# Homeschooling Cartoons



## LadyFlynt (Jan 17, 2006)

These are funny and I'm certain a few of us can relate to one or two...

http://www.familymanweb.com/freecartoons.htm


----------



## Pergamum (Jan 17, 2006)

Ladyflynt:

How I appreciate your posts concerning the home. We have a 15 month old and we are often "Stretched"in our faith. The home is where the battle is won or lost it seems.


----------



## PuritanCovenanter (Jan 17, 2006)

I liked this one....


----------



## LadyFlynt (Jan 17, 2006)

Yep...that's the one that most of the ladies on a hsing forum I frequent said they related to.

My personal favorite was the first one "That WAS Bible study!"

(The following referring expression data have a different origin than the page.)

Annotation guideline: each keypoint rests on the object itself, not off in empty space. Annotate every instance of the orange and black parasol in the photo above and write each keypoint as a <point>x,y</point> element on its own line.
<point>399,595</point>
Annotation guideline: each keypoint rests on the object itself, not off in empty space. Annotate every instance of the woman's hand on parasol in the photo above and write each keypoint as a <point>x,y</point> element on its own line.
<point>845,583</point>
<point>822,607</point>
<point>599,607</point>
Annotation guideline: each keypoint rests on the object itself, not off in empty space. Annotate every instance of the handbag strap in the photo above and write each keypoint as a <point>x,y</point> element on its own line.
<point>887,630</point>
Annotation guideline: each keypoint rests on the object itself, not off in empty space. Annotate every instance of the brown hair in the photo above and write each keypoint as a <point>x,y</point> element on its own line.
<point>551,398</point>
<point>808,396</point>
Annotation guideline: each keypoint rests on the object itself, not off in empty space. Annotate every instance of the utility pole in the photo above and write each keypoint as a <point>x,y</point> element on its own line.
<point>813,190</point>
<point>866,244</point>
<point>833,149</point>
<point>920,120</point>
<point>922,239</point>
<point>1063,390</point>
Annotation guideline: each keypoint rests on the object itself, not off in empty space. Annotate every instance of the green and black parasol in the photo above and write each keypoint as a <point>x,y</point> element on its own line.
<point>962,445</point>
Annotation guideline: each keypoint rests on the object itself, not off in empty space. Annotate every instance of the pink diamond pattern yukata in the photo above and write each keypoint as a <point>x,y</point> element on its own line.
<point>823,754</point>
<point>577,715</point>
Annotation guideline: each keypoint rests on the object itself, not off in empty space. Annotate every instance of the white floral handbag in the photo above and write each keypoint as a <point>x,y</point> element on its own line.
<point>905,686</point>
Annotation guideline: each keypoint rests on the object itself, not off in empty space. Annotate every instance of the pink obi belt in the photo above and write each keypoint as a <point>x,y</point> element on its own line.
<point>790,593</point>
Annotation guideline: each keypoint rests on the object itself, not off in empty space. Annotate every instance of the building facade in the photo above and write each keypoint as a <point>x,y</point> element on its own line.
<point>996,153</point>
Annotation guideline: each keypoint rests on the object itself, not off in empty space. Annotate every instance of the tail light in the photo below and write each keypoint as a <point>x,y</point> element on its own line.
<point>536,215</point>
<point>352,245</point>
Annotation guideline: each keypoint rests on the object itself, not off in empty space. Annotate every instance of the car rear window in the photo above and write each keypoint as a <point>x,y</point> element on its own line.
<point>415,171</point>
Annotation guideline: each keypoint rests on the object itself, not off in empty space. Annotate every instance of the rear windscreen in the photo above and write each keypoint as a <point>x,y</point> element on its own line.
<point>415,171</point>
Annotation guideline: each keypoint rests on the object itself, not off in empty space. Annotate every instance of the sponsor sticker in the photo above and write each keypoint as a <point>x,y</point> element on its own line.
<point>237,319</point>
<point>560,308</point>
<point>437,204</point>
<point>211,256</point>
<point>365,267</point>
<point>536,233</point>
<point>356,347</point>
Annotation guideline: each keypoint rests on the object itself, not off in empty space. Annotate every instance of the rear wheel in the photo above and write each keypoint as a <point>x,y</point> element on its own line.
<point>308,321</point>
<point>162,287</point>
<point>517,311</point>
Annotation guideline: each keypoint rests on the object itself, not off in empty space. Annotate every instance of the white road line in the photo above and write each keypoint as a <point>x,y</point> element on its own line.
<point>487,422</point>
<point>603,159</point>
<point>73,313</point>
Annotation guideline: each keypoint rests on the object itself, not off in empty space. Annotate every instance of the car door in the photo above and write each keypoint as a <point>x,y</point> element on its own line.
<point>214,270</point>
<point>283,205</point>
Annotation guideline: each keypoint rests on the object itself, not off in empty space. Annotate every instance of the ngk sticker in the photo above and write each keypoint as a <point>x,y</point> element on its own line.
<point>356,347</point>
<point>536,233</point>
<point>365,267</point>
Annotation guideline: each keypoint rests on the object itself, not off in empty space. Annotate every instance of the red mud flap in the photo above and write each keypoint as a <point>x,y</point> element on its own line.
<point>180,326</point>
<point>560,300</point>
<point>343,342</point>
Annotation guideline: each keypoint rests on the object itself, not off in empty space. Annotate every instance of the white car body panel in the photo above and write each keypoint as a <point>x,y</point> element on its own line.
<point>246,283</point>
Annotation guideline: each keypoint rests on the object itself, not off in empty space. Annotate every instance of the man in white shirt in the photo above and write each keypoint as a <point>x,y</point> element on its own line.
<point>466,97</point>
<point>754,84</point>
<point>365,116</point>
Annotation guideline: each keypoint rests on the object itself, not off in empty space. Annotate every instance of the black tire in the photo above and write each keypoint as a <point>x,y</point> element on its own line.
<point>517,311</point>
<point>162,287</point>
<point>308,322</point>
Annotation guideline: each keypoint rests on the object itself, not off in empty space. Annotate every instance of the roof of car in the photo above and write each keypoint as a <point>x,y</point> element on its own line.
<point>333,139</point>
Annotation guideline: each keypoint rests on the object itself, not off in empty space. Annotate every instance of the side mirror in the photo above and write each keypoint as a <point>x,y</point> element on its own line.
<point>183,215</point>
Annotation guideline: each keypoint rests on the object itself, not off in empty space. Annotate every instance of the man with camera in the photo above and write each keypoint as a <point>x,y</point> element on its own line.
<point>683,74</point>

[Edited on 1-18-2006 by LadyFlynt]


----------



## VirginiaHuguenot (Jan 17, 2006)

They are hilarious!  Kudos, Colleen!


----------



## Puritanhead (Jan 17, 2006)

I usually was asleep or in daze until 10:30 in high school... as if it made a difference... presuming I was at school of course...


----------



## Puddleglum (Jan 17, 2006)

LOL. The one about summer vacation was a little too familiar . . . I spent many summers doing math fix-up that I'd "forgotten" about earlier in the year . . . and the glow-in-the-dark periodic table - I got calculus review cards one year!


----------



## Tirian (Jan 18, 2006)

har har har. My wife and I have just read through these, and through the laughter felt strangely comforted by the fact that WE'RE NOT ALONE!

Matt


----------